Six months later in April 2016, Raghuram Rajan, as RBI governor, delivered the inaugural Kotak Family Distinguished Lecture on “India in the global economy,” at Columbia University. Urjit Patel, the RBI’s publicity-shy and reticent current governor, who till date has delivered only a single public speech since taking charge, is going to present the Third Kotak Family Distinguished Lecture on April 24 at the same venue. Whether it is appropriate for a banking regulator to be publicly associated with a private event of a bank promoter directly under its supervision does not seem to be an issue for RBI governors.
Kotak sits on the board of governors of the National Institute of Securities Markets (NISM), a public trust established by SEBI. He is also a member of the Primary Market Advisory Committee of SEBI, a body entrusted with the development of the primary market and advocating changes in legal framework to introduce simplification and transparency in systems and procedures in the primary market. It is ironic that a member of such a committee is the executive vice-chairman and promoter of a bank which was found to be engaged in “sham transactions” to camouflage the association of DLF with its subsidiaries while its investment banking subsidiary was lead managing the DLF Initial Public Offering (IPO) in June 2007.
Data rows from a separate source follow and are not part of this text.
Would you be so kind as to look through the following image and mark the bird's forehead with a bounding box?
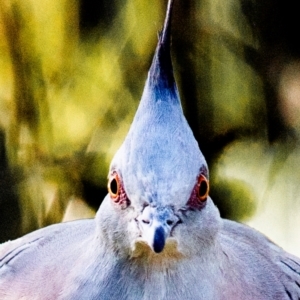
[112,106,206,206]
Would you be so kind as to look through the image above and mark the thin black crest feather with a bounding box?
[149,0,176,91]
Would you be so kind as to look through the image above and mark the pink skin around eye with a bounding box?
[112,175,130,209]
[187,175,207,210]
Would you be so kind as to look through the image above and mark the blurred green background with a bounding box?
[0,0,300,255]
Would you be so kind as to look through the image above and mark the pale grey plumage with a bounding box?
[0,1,300,300]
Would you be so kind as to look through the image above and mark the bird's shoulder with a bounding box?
[221,220,300,299]
[0,220,95,299]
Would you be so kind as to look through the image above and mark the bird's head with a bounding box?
[98,1,219,254]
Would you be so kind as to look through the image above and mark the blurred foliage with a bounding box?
[0,0,300,255]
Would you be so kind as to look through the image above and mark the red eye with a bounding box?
[187,174,209,209]
[107,172,130,209]
[107,173,120,202]
[197,174,209,202]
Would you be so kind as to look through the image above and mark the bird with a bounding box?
[0,0,300,300]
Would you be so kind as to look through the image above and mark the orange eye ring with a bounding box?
[107,173,120,201]
[197,174,209,202]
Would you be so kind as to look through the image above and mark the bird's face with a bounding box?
[97,81,219,254]
[97,1,220,256]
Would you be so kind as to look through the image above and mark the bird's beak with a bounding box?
[137,206,178,253]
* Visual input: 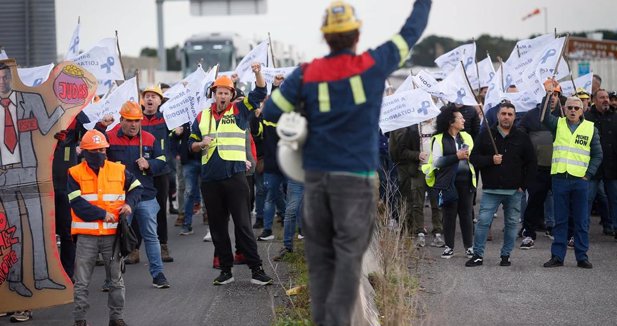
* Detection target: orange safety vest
[69,161,126,235]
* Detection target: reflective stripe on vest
[551,118,594,178]
[69,161,126,235]
[422,131,476,187]
[199,108,246,165]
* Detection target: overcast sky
[56,0,617,60]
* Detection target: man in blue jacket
[264,0,431,325]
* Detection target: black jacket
[585,106,617,180]
[469,127,537,190]
[388,124,422,176]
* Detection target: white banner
[411,70,443,97]
[379,89,440,133]
[502,92,540,113]
[439,62,478,105]
[83,77,139,130]
[235,41,268,83]
[70,37,124,95]
[17,63,54,87]
[559,72,593,97]
[64,23,79,60]
[394,74,416,94]
[435,42,477,79]
[478,55,497,88]
[160,66,208,130]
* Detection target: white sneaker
[441,246,454,259]
[416,232,426,248]
[431,233,446,248]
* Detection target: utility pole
[156,0,167,71]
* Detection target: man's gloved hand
[54,130,69,141]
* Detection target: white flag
[559,72,593,96]
[379,89,440,133]
[506,34,555,65]
[235,41,268,82]
[439,62,478,105]
[394,74,416,94]
[525,37,570,82]
[262,67,298,94]
[83,77,139,130]
[71,37,124,94]
[161,66,207,130]
[64,23,79,60]
[435,42,476,76]
[17,63,54,87]
[478,55,497,88]
[412,70,443,97]
[502,92,540,113]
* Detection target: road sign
[190,0,267,16]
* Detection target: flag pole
[540,33,576,122]
[268,32,276,68]
[116,30,127,80]
[459,60,499,155]
[135,69,145,159]
[497,56,510,92]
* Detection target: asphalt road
[0,215,286,326]
[416,206,617,325]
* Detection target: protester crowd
[1,1,617,325]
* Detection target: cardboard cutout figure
[0,59,97,312]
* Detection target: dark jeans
[201,173,261,271]
[523,168,554,240]
[302,171,376,325]
[442,179,474,249]
[54,189,75,279]
[551,176,589,261]
[154,173,169,244]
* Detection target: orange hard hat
[79,129,109,150]
[210,76,236,93]
[120,101,144,120]
[141,85,163,99]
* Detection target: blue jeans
[129,198,163,278]
[283,179,304,250]
[551,176,589,262]
[182,160,205,229]
[604,179,617,230]
[253,172,266,219]
[587,180,613,230]
[473,191,524,257]
[264,173,286,231]
[544,190,555,229]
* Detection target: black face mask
[83,151,107,170]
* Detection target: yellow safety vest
[422,131,476,187]
[551,117,594,178]
[199,107,246,165]
[69,161,125,235]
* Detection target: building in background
[0,0,57,67]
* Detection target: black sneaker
[544,256,563,268]
[253,218,264,229]
[10,310,32,323]
[152,272,169,289]
[272,247,293,261]
[576,259,593,269]
[257,230,274,241]
[465,254,483,267]
[212,271,234,285]
[251,266,273,285]
[109,319,127,326]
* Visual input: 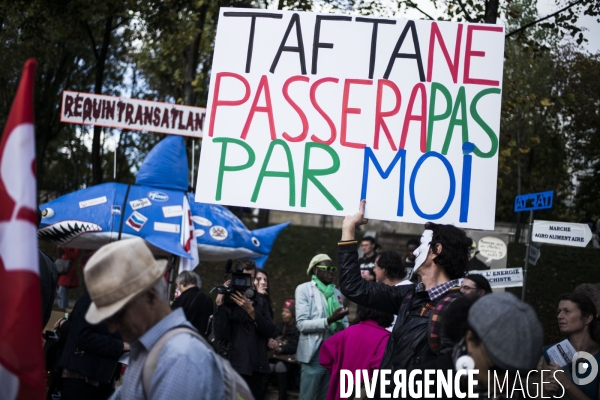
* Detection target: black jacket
[58,292,123,383]
[338,242,453,370]
[275,322,300,354]
[38,249,58,329]
[214,294,275,375]
[171,287,215,339]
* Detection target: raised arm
[338,200,413,314]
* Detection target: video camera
[215,260,256,306]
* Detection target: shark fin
[135,135,188,192]
[252,222,290,253]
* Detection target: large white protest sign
[60,90,206,137]
[466,268,523,289]
[196,8,504,229]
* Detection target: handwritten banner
[196,8,504,229]
[60,90,206,137]
[465,268,523,289]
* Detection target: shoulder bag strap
[142,327,200,398]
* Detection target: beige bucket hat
[83,238,167,324]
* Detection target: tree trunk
[484,0,499,24]
[183,2,208,106]
[92,17,112,185]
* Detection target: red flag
[0,59,45,400]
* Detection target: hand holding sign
[342,200,369,240]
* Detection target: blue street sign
[515,190,554,212]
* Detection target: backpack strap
[142,326,202,398]
[429,286,462,354]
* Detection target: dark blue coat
[58,292,123,383]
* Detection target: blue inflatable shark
[38,136,289,267]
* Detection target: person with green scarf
[296,254,348,400]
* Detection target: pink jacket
[319,320,390,400]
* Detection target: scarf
[312,275,344,333]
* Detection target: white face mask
[413,229,433,272]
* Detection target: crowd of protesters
[40,202,600,400]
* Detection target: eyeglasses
[315,265,337,272]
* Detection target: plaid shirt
[111,308,225,400]
[415,279,460,300]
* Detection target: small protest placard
[531,220,592,247]
[196,8,504,230]
[529,243,542,265]
[466,268,523,289]
[546,339,576,368]
[60,90,206,137]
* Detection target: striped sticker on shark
[79,196,108,208]
[154,222,180,233]
[163,205,183,218]
[192,215,212,226]
[208,225,229,241]
[125,211,148,232]
[148,190,169,203]
[129,197,152,210]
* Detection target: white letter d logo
[571,351,598,385]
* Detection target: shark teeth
[38,220,102,245]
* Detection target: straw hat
[83,238,167,324]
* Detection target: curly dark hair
[354,307,394,328]
[425,222,473,279]
[235,258,256,274]
[375,251,406,279]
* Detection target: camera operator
[214,259,275,400]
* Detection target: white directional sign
[531,220,592,247]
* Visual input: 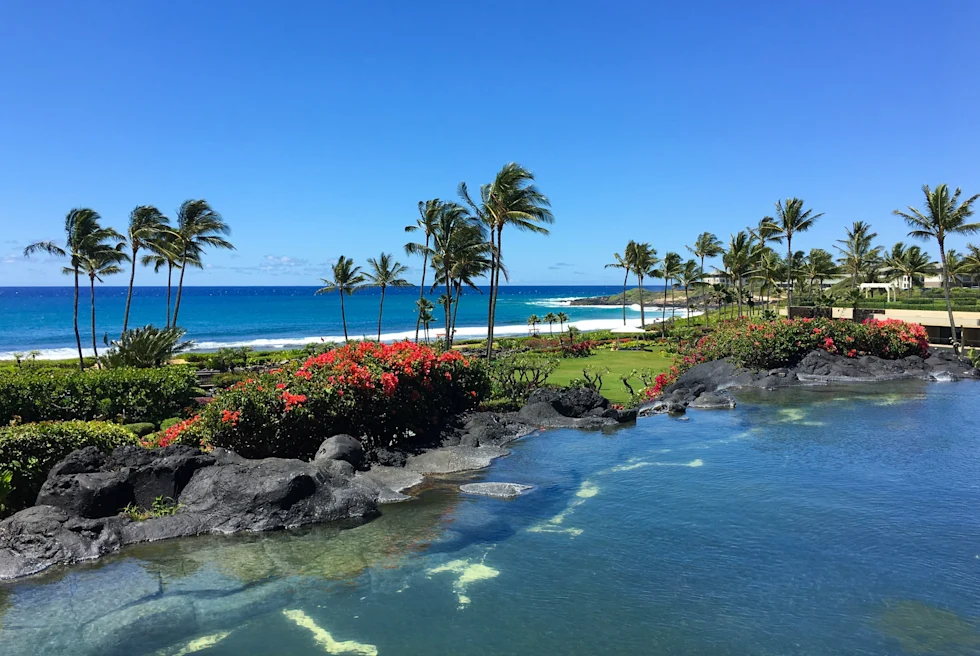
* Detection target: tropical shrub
[490,353,558,404]
[0,367,198,422]
[0,421,138,512]
[160,342,489,458]
[99,326,194,369]
[641,318,929,398]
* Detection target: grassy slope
[548,350,673,403]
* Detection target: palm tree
[774,198,823,312]
[24,208,118,369]
[657,252,683,335]
[120,205,172,339]
[685,232,725,326]
[405,198,445,344]
[722,230,755,316]
[885,242,936,298]
[803,248,838,296]
[544,312,558,337]
[315,255,364,341]
[81,236,129,359]
[171,199,235,326]
[834,221,881,289]
[626,242,660,328]
[416,296,436,344]
[894,184,980,355]
[364,253,411,342]
[458,162,555,360]
[606,239,637,326]
[558,312,568,342]
[677,260,704,326]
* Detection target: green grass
[548,348,673,403]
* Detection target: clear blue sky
[0,0,980,285]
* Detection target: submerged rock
[459,483,532,499]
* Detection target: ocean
[0,285,683,359]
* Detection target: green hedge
[0,367,199,424]
[0,421,139,513]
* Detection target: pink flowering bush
[641,318,929,399]
[157,342,489,458]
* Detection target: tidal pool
[0,382,980,656]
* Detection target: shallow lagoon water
[0,383,980,656]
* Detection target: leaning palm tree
[120,205,173,339]
[364,253,411,342]
[24,208,118,369]
[626,243,660,328]
[314,255,365,341]
[140,231,185,328]
[544,312,558,337]
[685,232,725,326]
[81,237,129,359]
[894,184,980,355]
[657,252,683,335]
[458,162,555,359]
[677,260,704,326]
[774,198,823,312]
[171,199,235,326]
[405,198,445,344]
[606,239,636,326]
[527,314,541,335]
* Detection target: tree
[657,252,682,335]
[364,253,411,342]
[685,232,724,326]
[606,239,637,326]
[527,314,541,334]
[315,255,364,341]
[558,312,568,342]
[834,221,881,289]
[894,184,980,355]
[81,234,129,358]
[774,198,823,312]
[626,242,660,328]
[120,205,173,340]
[458,162,555,360]
[722,230,755,316]
[885,242,936,298]
[677,260,704,326]
[405,198,445,344]
[140,232,186,328]
[24,208,119,369]
[170,199,235,326]
[544,312,558,337]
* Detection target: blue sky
[0,0,980,286]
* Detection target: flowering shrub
[167,342,489,458]
[640,318,929,400]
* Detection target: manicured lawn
[548,349,673,403]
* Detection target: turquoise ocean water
[0,286,669,359]
[0,382,980,656]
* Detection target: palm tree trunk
[620,267,630,326]
[119,248,137,339]
[340,289,350,342]
[167,262,174,328]
[786,237,793,317]
[939,239,960,355]
[636,273,647,328]
[171,254,187,326]
[73,265,85,371]
[414,242,429,344]
[89,274,99,360]
[378,285,385,342]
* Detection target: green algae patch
[282,610,378,656]
[877,600,980,656]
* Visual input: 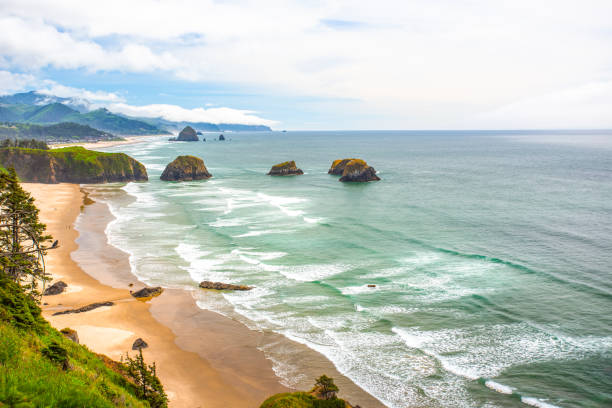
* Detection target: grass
[0,276,149,408]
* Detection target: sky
[0,0,612,130]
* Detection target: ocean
[98,131,612,408]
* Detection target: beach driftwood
[200,281,253,290]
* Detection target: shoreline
[24,184,384,408]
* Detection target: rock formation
[160,156,212,181]
[53,302,114,316]
[60,327,79,344]
[200,281,253,290]
[268,160,304,176]
[132,337,149,350]
[43,281,68,296]
[0,146,148,184]
[327,159,355,176]
[340,159,380,182]
[132,286,164,299]
[176,126,199,142]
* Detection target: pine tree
[0,168,51,296]
[121,349,168,408]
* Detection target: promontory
[160,156,212,181]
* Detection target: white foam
[521,397,559,408]
[485,380,513,394]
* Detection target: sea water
[98,131,612,407]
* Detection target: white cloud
[107,103,278,126]
[0,0,612,128]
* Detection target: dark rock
[43,281,68,296]
[53,302,114,316]
[132,337,149,350]
[268,160,304,176]
[60,327,79,344]
[160,156,212,181]
[340,159,380,182]
[176,126,199,142]
[327,159,355,176]
[132,286,164,299]
[200,281,253,290]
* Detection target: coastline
[24,184,384,408]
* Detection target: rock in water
[268,160,304,176]
[132,286,164,299]
[60,327,79,344]
[132,337,149,350]
[327,159,355,176]
[340,159,380,182]
[43,281,68,296]
[176,126,199,142]
[200,281,253,290]
[160,156,212,181]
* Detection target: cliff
[0,147,148,184]
[160,156,212,181]
[268,160,304,176]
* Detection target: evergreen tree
[122,349,168,408]
[0,168,51,296]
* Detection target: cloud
[0,0,612,128]
[107,103,278,126]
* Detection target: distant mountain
[0,91,91,112]
[0,91,271,135]
[0,122,120,143]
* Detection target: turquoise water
[100,132,612,407]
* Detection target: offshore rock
[327,159,355,176]
[340,159,380,182]
[268,160,304,176]
[43,281,68,296]
[176,126,199,142]
[160,156,212,181]
[200,281,253,290]
[132,286,164,299]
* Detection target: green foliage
[0,122,121,143]
[0,139,49,150]
[125,349,168,408]
[0,168,51,295]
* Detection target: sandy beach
[24,183,383,407]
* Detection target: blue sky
[0,0,612,129]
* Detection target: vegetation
[125,349,168,408]
[260,375,350,408]
[0,146,147,183]
[0,122,121,143]
[0,139,49,150]
[0,175,167,408]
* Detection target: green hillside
[0,122,121,143]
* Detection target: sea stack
[268,160,304,176]
[160,156,212,181]
[340,159,380,182]
[176,126,199,142]
[327,159,355,176]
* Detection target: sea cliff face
[0,147,148,184]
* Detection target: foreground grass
[0,276,149,408]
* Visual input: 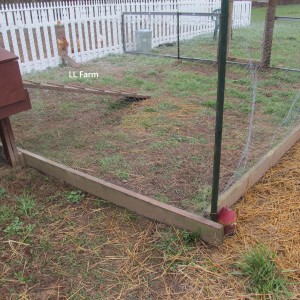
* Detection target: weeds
[65,191,84,204]
[239,244,289,299]
[17,194,36,217]
[0,188,6,199]
[3,217,24,236]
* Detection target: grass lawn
[153,5,300,69]
[0,143,300,300]
[13,55,300,213]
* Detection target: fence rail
[0,0,251,74]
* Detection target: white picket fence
[0,0,251,74]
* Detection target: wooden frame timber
[1,125,300,245]
[18,149,224,245]
[23,80,151,100]
[207,125,300,213]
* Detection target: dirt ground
[9,55,299,213]
[0,143,300,299]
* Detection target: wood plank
[18,149,224,245]
[23,80,150,99]
[207,125,300,212]
[0,118,20,167]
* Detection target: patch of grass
[239,244,289,299]
[203,100,235,110]
[184,186,212,213]
[96,140,116,151]
[157,102,179,111]
[155,229,199,270]
[116,170,129,180]
[0,205,16,225]
[143,106,158,113]
[99,154,124,171]
[65,191,84,204]
[3,217,29,237]
[165,71,217,97]
[17,194,37,217]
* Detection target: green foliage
[0,188,6,199]
[188,186,212,213]
[203,100,234,110]
[0,205,15,225]
[17,194,36,217]
[65,191,84,204]
[239,245,289,299]
[4,217,24,236]
[156,230,199,270]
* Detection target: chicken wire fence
[9,2,300,218]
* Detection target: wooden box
[0,48,31,119]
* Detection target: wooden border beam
[23,80,151,99]
[0,118,20,167]
[18,149,224,245]
[207,125,300,213]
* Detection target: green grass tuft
[239,245,289,299]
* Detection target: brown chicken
[71,39,80,53]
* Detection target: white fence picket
[0,0,251,73]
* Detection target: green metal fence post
[210,0,229,221]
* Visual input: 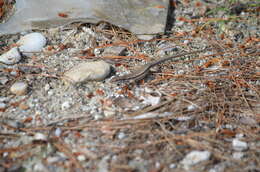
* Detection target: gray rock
[10,81,28,96]
[64,61,111,83]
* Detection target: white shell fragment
[0,47,21,65]
[64,61,110,83]
[10,81,28,96]
[181,151,211,169]
[17,32,47,56]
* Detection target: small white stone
[181,151,211,168]
[232,138,248,151]
[44,84,51,91]
[187,104,197,111]
[33,162,47,172]
[117,132,126,139]
[169,163,177,168]
[104,110,116,117]
[61,101,71,110]
[0,102,6,109]
[141,95,161,106]
[77,155,86,161]
[0,76,9,85]
[236,133,245,139]
[17,32,47,56]
[0,47,21,65]
[54,128,62,137]
[232,152,244,160]
[10,81,28,96]
[64,61,110,83]
[48,90,54,96]
[34,133,47,141]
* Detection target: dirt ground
[0,0,260,172]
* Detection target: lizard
[111,48,209,82]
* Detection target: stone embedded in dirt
[0,102,6,111]
[34,133,47,141]
[17,32,47,56]
[0,47,21,65]
[61,101,71,110]
[103,46,126,56]
[10,81,28,96]
[64,61,111,83]
[232,138,248,151]
[0,76,9,85]
[232,152,244,160]
[181,151,211,169]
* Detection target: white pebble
[0,47,21,65]
[117,132,126,140]
[187,104,197,111]
[104,110,116,117]
[44,84,51,91]
[54,128,62,137]
[0,102,6,109]
[17,32,47,56]
[77,155,86,161]
[64,61,110,83]
[232,152,244,160]
[169,163,177,168]
[61,101,71,110]
[232,139,248,151]
[10,81,28,96]
[181,151,211,168]
[34,133,47,141]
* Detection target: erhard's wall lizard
[111,49,209,82]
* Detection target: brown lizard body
[112,49,208,82]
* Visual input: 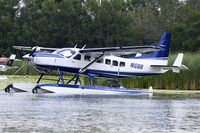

As per KMB’s annual report for the year ended March 31, 2016, its wealth management division is “one of the largest and most respected wealth management businesses in India providing customised financial solutions to high net worth families (covers 40% of India’s top 100 families in Forbes India Rich List 2015).” Globally, the Swiss bank model stands exposed for providing various customised financial solutions to their myriad super wealthy global clientele which finally resulted in the ire of the US and European governments, in turn curtailing their business model. Banks which are excessively dependent on catering to the needs of the super wealthy, which in India’s case means many promoter families in the corporate world, need to be carefully scrutinised by regulators on compliance.
Strangely, since the SEBI order, the RBI, the banking regulator and SEBI do not appear to be concerned that a commercial bank was facilitating financial transactions to disguise the ownership of subsidiaries; nor that the bank’s investment banking subsidiary is introducing such companies to the capital market. As Kotak Mahindra Capital is a prominent investment bank, ranked number 1 in IPOs and number 2 across all equity offerings by Prime Database in FY2016, vigilant regulators should have examined and investigated the role played by the Kotak group in all the companies that the group advised in the capital market and whether any further irregularities had taken place.
Cementing its regulatory capture, KMB has now named the newly-launched digital-only saving bank deposit ‘811’ in honour of Modi’s demonetisation decision of November 8. With the greying of the HDFC titans Deepak Parekh and Aditya Puri, Kotak appears to have donned the mantle of the doyen of private financial capital in India, with generous support from the banking regulator, the stock exchange regulator, the swooning business media and fawning banking analysts in the stock market.